As Earth Week wraps up, people are encouraged to turn in expired and unwanted medications for safe and proper disposal on Saturday, which is National Prescription Drug Take-Back Day.  Photo credit: Jane M Sawyer.

As Earth Week wraps up, people are encouraged to turn in expired and unwanted medications for safe and proper disposal on Saturday, which is National Prescription Drug Take-Back Day.
Photo credit: Jane M Sawyer.

(Indianapolis, Ind.) – Many people have medications in their homes that are either expired or unused, and state leaders want to ensure they don’t get into the wrong hands.

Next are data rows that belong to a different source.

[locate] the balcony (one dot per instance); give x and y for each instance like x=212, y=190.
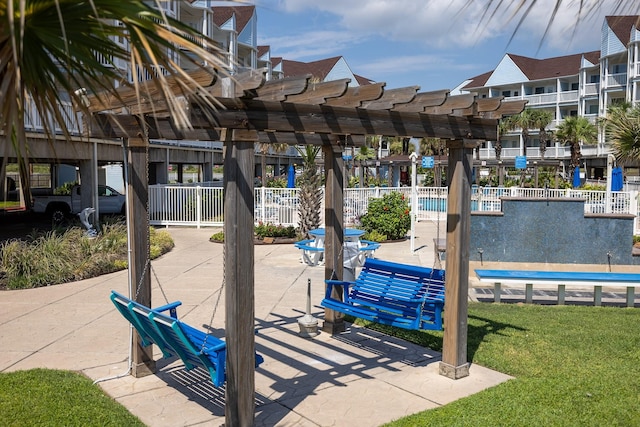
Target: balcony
x=616, y=80
x=570, y=96
x=592, y=89
x=36, y=123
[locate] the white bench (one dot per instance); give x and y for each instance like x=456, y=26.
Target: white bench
x=560, y=278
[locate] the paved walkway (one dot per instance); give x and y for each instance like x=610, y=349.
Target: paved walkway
x=358, y=378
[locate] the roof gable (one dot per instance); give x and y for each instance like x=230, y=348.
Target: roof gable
x=318, y=69
x=222, y=15
x=616, y=33
x=507, y=72
x=621, y=26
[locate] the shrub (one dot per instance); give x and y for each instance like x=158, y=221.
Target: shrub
x=263, y=230
x=62, y=256
x=374, y=236
x=389, y=216
x=218, y=237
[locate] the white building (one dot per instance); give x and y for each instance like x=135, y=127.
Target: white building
x=583, y=84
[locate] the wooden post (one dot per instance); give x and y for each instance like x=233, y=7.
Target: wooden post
x=454, y=354
x=138, y=216
x=334, y=230
x=239, y=275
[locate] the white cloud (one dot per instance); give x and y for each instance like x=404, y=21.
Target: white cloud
x=313, y=45
x=464, y=23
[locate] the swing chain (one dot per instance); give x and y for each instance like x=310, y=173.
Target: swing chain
x=220, y=290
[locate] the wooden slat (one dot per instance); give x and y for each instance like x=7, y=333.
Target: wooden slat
x=317, y=93
x=423, y=100
x=245, y=84
x=392, y=97
x=455, y=102
x=482, y=105
x=280, y=117
x=279, y=89
x=297, y=138
x=355, y=96
x=150, y=91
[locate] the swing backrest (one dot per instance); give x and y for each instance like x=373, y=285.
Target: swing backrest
x=175, y=338
x=136, y=315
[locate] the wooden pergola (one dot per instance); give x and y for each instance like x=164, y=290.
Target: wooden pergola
x=296, y=111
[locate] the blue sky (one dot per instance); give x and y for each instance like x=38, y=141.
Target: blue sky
x=435, y=44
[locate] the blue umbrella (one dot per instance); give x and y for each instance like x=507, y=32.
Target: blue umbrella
x=291, y=177
x=616, y=179
x=576, y=177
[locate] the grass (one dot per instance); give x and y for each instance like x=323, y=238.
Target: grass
x=573, y=366
x=42, y=397
x=62, y=256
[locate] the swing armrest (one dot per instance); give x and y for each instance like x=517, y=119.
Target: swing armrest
x=214, y=348
x=171, y=307
x=345, y=287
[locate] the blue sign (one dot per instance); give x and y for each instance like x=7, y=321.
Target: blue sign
x=427, y=161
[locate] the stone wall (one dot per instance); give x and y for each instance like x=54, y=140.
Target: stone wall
x=551, y=231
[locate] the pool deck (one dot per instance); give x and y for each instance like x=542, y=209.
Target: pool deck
x=359, y=377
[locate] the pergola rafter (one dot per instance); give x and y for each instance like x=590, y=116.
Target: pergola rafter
x=248, y=109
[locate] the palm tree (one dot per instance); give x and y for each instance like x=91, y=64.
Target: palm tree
x=264, y=150
x=310, y=199
x=542, y=119
x=53, y=51
x=525, y=120
x=503, y=128
x=622, y=131
x=574, y=130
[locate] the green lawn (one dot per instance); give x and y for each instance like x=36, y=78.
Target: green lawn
x=573, y=366
x=41, y=397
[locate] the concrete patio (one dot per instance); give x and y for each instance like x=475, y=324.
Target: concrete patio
x=359, y=378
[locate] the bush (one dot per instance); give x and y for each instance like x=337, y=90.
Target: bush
x=374, y=236
x=388, y=216
x=63, y=256
x=270, y=230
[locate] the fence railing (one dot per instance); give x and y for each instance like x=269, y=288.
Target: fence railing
x=203, y=206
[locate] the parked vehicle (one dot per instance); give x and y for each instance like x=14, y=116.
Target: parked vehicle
x=58, y=207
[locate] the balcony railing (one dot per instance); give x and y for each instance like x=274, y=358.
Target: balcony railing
x=591, y=89
x=619, y=79
x=33, y=121
x=203, y=206
x=550, y=98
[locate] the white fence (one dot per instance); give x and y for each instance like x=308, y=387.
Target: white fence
x=202, y=206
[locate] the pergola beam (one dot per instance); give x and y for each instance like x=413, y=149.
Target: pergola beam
x=284, y=117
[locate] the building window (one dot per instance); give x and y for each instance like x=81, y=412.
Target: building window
x=618, y=68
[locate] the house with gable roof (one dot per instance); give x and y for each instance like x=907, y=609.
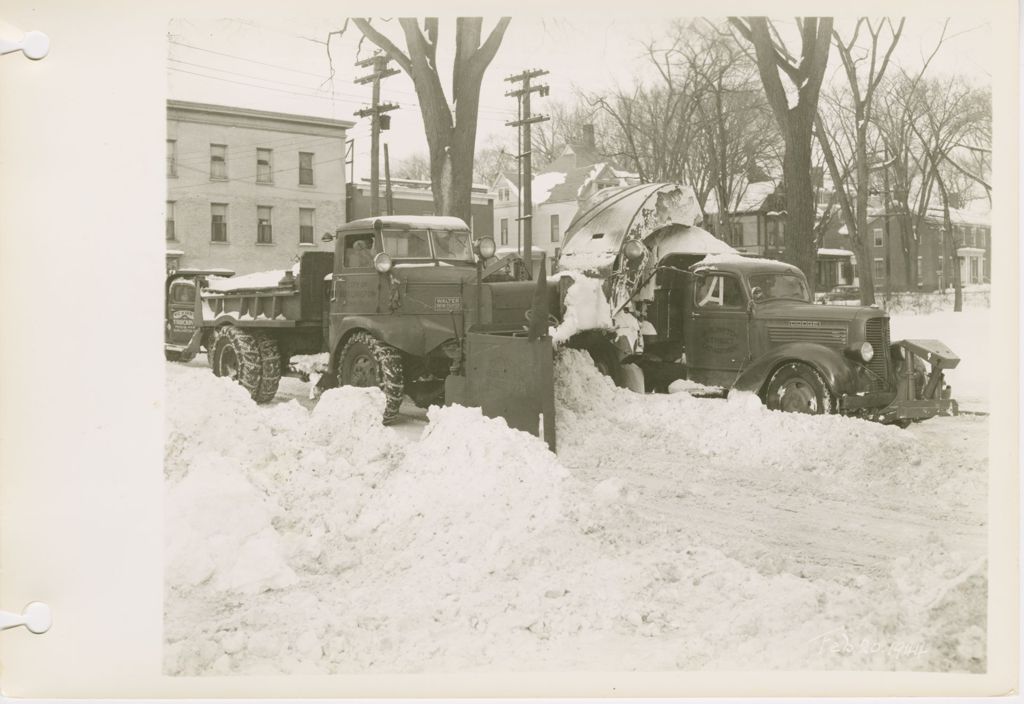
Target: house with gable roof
x=558, y=191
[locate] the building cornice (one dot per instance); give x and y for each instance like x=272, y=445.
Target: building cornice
x=245, y=117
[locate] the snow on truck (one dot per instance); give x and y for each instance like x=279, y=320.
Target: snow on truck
x=704, y=312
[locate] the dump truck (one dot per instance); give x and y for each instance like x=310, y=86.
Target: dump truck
x=709, y=314
x=412, y=305
x=180, y=295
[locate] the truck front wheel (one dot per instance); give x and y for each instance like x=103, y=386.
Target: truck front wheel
x=366, y=361
x=799, y=388
x=252, y=360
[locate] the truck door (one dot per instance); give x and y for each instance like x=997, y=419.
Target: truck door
x=717, y=341
x=355, y=281
x=180, y=311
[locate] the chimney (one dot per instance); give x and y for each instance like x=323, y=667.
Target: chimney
x=588, y=137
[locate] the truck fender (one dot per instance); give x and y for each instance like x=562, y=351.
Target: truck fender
x=414, y=335
x=828, y=362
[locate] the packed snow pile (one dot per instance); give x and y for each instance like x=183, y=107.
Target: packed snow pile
x=670, y=532
x=586, y=308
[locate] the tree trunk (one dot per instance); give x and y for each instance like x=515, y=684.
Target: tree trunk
x=947, y=226
x=799, y=198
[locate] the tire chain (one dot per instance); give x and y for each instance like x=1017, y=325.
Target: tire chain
x=390, y=379
x=258, y=361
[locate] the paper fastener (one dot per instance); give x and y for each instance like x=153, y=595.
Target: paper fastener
x=35, y=45
x=36, y=617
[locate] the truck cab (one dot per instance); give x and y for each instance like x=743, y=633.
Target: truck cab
x=751, y=324
x=180, y=324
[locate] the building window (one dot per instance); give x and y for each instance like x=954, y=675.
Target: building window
x=218, y=222
x=172, y=159
x=218, y=161
x=305, y=225
x=264, y=231
x=305, y=169
x=264, y=171
x=170, y=219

Saturday is National Prescription Drug Take-Back Day, and Indiana’s Prescription Drug Abuse Task Force will be collecting unwanted medications to prevent their abuse and theft.

As a longtime investigator, Tom McKay with the Dearborn County prosecutor’s office says Drug Take-Back Day is an important initiative.

“It gets a lot of drugs out of the system that, quite frankly, our children get access to by getting them out of the medicine cabinet, or picking them up out of mom’s purse or whatever,” he says. “It gets it off the street and gets it into a system where it can be destroyed or disposed of properly.”

On Saturday, law enforcement officials will collect unused medications, including controlled substances, with no questions asked.

Drugs can be dropped off at most State Police posts, and also at the Earth Day Indiana Festival at White River State Park in downtown Indianapolis.

McKay says flushing unused medications down the toilet or throwing them in a trash can pose potential safety and health hazards to the public and the environment.

And while Earth Week provides a good opportunity for collection events, he points out that law enforcement in most counties and cities have prescription take-back programs available throughout the year.

“And then the drugs that are taken in are taken in by a police officer,” he explains. “They’re put into a container that’s then collected and disposed of, by either the State Police or the DEA.”

At a Drug-Take Back event last fall, the Indiana State Police collected more than 1,400 pounds of unwanted medications.